Furthermore, because running the agent is dirt-cheap, nothing stops us from simply re-running the analysis under the new baseline conditions before proceeding to the next phase of the rollout. This allows you to verify that the initial adjustments hold up under real-world load without introducing latency issues, before moving on to higher-risk databases.
The Payoff
By treating the agent as a modular software component rather than a magic black box, we built a highly optimized workflow:
- Cost-per-run: Down to under $0.40 in tokens per database analyzed.
- Infrastructure Savings: Identifies 60% to 70% in monthly waste on targeted RDS instances.
- Predictability: The output is structured, predictable, and actually explainable to stakeholders who need to sign off on database migrations.
Three Rules for Pragmatic AI Engineering
If you take away nothing else from this case study, build your next tool with these three principles in mind:
- Use AI to build solutions, not solve problems. Use LLMs to generate your CI/CD pipelines, your Terraform scripts, and your static helper code. Do not build systems where the LLM is the actual runtime environment, dynamically interpreting and executing these deterministic tasks in production every single time.
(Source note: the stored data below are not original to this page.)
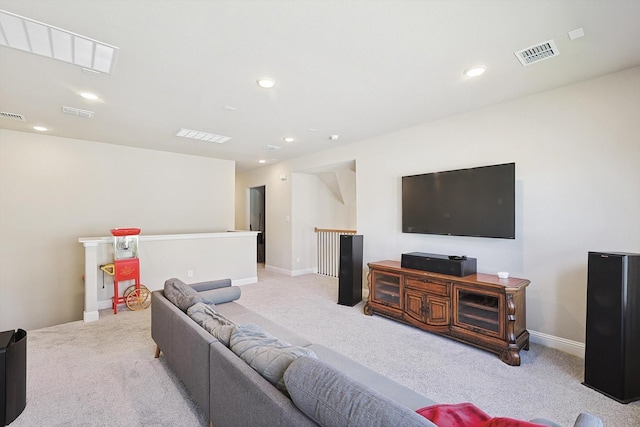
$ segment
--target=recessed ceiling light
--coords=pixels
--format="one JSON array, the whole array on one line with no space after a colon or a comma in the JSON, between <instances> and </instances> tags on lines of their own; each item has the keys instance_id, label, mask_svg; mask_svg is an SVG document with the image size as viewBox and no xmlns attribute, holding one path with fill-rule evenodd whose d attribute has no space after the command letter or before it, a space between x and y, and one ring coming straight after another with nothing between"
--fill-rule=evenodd
<instances>
[{"instance_id":1,"label":"recessed ceiling light","mask_svg":"<svg viewBox=\"0 0 640 427\"><path fill-rule=\"evenodd\" d=\"M267 161L265 159L260 159L258 160L258 163L267 163Z\"/></svg>"},{"instance_id":2,"label":"recessed ceiling light","mask_svg":"<svg viewBox=\"0 0 640 427\"><path fill-rule=\"evenodd\" d=\"M464 75L467 77L478 77L483 75L485 71L487 71L487 67L484 65L474 65L464 70Z\"/></svg>"},{"instance_id":3,"label":"recessed ceiling light","mask_svg":"<svg viewBox=\"0 0 640 427\"><path fill-rule=\"evenodd\" d=\"M49 130L44 126L34 126L33 129L37 130L38 132L46 132Z\"/></svg>"},{"instance_id":4,"label":"recessed ceiling light","mask_svg":"<svg viewBox=\"0 0 640 427\"><path fill-rule=\"evenodd\" d=\"M269 79L269 78L261 78L258 79L258 86L265 88L265 89L270 89L273 86L275 86L276 82L274 82L273 80Z\"/></svg>"},{"instance_id":5,"label":"recessed ceiling light","mask_svg":"<svg viewBox=\"0 0 640 427\"><path fill-rule=\"evenodd\" d=\"M284 142L293 142L295 141L295 139L291 138L290 136L283 138Z\"/></svg>"},{"instance_id":6,"label":"recessed ceiling light","mask_svg":"<svg viewBox=\"0 0 640 427\"><path fill-rule=\"evenodd\" d=\"M332 140L332 141L337 141L338 138L340 138L340 135L331 135L331 136L329 136L329 139Z\"/></svg>"},{"instance_id":7,"label":"recessed ceiling light","mask_svg":"<svg viewBox=\"0 0 640 427\"><path fill-rule=\"evenodd\" d=\"M90 101L95 101L96 99L98 99L98 95L91 92L80 92L80 96Z\"/></svg>"}]
</instances>

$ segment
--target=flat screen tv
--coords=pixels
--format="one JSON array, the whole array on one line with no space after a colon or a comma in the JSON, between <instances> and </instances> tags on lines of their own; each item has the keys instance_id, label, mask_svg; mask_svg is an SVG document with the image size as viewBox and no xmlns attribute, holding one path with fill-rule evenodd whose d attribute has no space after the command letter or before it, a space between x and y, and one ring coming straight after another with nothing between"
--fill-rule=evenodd
<instances>
[{"instance_id":1,"label":"flat screen tv","mask_svg":"<svg viewBox=\"0 0 640 427\"><path fill-rule=\"evenodd\" d=\"M515 163L402 177L402 232L515 239Z\"/></svg>"}]
</instances>

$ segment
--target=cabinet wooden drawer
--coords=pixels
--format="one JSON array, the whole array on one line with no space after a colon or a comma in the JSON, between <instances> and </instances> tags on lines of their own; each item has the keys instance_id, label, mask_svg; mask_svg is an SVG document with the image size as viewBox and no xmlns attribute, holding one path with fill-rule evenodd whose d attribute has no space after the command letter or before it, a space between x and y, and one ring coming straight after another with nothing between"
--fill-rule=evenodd
<instances>
[{"instance_id":1,"label":"cabinet wooden drawer","mask_svg":"<svg viewBox=\"0 0 640 427\"><path fill-rule=\"evenodd\" d=\"M406 277L406 286L417 288L430 294L448 296L449 295L449 283L438 282L433 279L425 279L422 277Z\"/></svg>"}]
</instances>

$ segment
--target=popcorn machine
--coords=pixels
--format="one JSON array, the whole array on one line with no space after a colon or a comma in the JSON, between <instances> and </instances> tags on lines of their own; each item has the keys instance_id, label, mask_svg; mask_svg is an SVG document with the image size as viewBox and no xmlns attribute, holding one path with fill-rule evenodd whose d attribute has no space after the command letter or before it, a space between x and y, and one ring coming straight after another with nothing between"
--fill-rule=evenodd
<instances>
[{"instance_id":1,"label":"popcorn machine","mask_svg":"<svg viewBox=\"0 0 640 427\"><path fill-rule=\"evenodd\" d=\"M139 228L114 228L113 262L100 269L113 276L113 313L118 314L118 304L126 304L131 310L144 310L151 304L151 293L140 284L140 260L138 259ZM118 284L134 281L120 296Z\"/></svg>"}]
</instances>

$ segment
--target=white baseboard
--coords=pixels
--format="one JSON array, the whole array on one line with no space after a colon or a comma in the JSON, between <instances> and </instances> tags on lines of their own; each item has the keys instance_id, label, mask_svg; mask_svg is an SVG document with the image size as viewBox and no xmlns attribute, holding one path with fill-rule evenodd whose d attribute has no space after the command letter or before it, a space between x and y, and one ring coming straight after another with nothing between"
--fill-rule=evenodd
<instances>
[{"instance_id":1,"label":"white baseboard","mask_svg":"<svg viewBox=\"0 0 640 427\"><path fill-rule=\"evenodd\" d=\"M285 276L302 276L304 274L315 274L318 272L317 267L305 268L302 270L287 270L286 268L274 267L271 265L264 266L265 270L273 271L275 273L284 274Z\"/></svg>"},{"instance_id":2,"label":"white baseboard","mask_svg":"<svg viewBox=\"0 0 640 427\"><path fill-rule=\"evenodd\" d=\"M82 316L82 320L84 320L84 323L95 322L99 318L100 318L100 314L98 313L97 310L96 311L85 311L84 315Z\"/></svg>"},{"instance_id":3,"label":"white baseboard","mask_svg":"<svg viewBox=\"0 0 640 427\"><path fill-rule=\"evenodd\" d=\"M274 267L272 265L264 265L264 269L268 271L273 271L274 273L284 274L285 276L291 276L291 270L287 270L285 268Z\"/></svg>"},{"instance_id":4,"label":"white baseboard","mask_svg":"<svg viewBox=\"0 0 640 427\"><path fill-rule=\"evenodd\" d=\"M569 353L584 359L584 343L532 330L529 330L529 339L531 340L531 342L534 342L536 344L555 348L556 350L564 351L565 353Z\"/></svg>"},{"instance_id":5,"label":"white baseboard","mask_svg":"<svg viewBox=\"0 0 640 427\"><path fill-rule=\"evenodd\" d=\"M244 279L233 279L231 281L231 284L233 286L242 286L242 285L250 285L252 283L257 283L258 282L258 277L247 277Z\"/></svg>"},{"instance_id":6,"label":"white baseboard","mask_svg":"<svg viewBox=\"0 0 640 427\"><path fill-rule=\"evenodd\" d=\"M303 276L305 274L315 274L318 272L318 268L317 267L313 267L313 268L307 268L304 270L293 270L291 272L292 276Z\"/></svg>"}]
</instances>

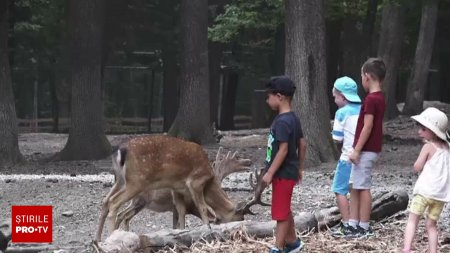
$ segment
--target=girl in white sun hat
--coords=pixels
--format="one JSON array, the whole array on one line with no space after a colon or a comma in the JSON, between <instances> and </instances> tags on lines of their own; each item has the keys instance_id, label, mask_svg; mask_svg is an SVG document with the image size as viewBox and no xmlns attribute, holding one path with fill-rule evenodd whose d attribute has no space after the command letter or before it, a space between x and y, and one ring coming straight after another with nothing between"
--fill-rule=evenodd
<instances>
[{"instance_id":1,"label":"girl in white sun hat","mask_svg":"<svg viewBox=\"0 0 450 253\"><path fill-rule=\"evenodd\" d=\"M424 145L414 163L414 170L420 175L414 186L414 197L409 207L403 252L411 252L417 224L428 208L426 220L428 252L436 253L438 252L436 223L445 203L450 202L448 119L445 113L433 107L427 108L421 114L411 118L419 124L418 134L423 139Z\"/></svg>"}]
</instances>

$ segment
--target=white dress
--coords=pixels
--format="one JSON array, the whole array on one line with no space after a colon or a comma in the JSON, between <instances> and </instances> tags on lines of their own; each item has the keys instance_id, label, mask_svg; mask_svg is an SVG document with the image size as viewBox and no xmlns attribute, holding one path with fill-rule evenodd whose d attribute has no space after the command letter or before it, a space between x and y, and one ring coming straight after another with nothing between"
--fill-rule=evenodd
<instances>
[{"instance_id":1,"label":"white dress","mask_svg":"<svg viewBox=\"0 0 450 253\"><path fill-rule=\"evenodd\" d=\"M436 147L414 186L413 194L426 198L450 202L450 150Z\"/></svg>"}]
</instances>

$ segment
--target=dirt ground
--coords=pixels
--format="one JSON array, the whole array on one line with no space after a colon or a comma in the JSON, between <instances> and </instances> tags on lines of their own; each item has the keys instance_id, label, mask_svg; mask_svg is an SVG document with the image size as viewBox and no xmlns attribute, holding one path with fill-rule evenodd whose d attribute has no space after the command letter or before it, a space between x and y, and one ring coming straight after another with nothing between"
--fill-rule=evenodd
<instances>
[{"instance_id":1,"label":"dirt ground","mask_svg":"<svg viewBox=\"0 0 450 253\"><path fill-rule=\"evenodd\" d=\"M450 108L445 106L442 109L450 112ZM383 152L374 170L374 195L396 189L404 189L411 193L417 179L412 172L412 164L421 148L414 126L415 123L405 117L385 123ZM259 129L224 132L224 137L219 144L204 148L211 160L219 146L226 151L237 150L240 156L253 161L253 168L258 168L263 164L266 131L266 129ZM108 136L113 145L117 145L125 138L128 137ZM20 150L27 162L6 168L0 175L0 217L9 218L12 205L52 205L53 244L48 251L60 249L56 252L86 252L90 250L90 244L97 229L102 198L113 182L113 176L110 174L111 162L109 158L99 161L43 162L44 158L61 150L66 140L65 134L20 135ZM307 167L304 181L296 187L294 193L295 211L313 212L335 204L335 197L330 192L334 166L335 163L328 163ZM248 173L231 175L224 180L223 186L228 189L227 193L236 202L251 197ZM270 200L270 190L265 191L263 198L266 201ZM247 216L246 219L270 220L270 207L254 206L252 209L257 215ZM404 221L406 218L403 216L401 219ZM140 234L171 227L171 225L171 213L154 213L145 210L132 221L131 230ZM189 228L199 225L198 218L188 217ZM398 230L403 229L404 222L399 223ZM439 229L444 237L449 236L449 205L442 214ZM314 240L314 237L311 240ZM394 238L394 240L401 241L402 238ZM420 243L422 246L426 245L426 241ZM305 252L324 252L311 247ZM335 249L330 252L349 251Z\"/></svg>"}]
</instances>

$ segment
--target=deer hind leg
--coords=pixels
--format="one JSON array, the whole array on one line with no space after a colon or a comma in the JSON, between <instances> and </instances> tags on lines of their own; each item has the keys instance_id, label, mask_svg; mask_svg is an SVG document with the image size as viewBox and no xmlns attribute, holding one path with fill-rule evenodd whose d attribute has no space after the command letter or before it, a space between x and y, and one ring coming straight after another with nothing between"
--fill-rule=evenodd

- Software engineering principles still apply. The classic “divide and conquer” paradigm applies here more than ever before. Separation of concerns, modularity, and DRY (Don’t Repeat Yourself) principles are not obsolete relics of the pre-AI era. If your prompt or skill file is over 200 lines, you have an architectural smell. Break it up.
- Minimize creative statistics. LLMs are next-token predictors—they are engines of creative statistics. Whenever you can replace an LLM call with a regular expression, a SQL query, or a static python script, do it. Your CFO and your on-call engineer will thank you.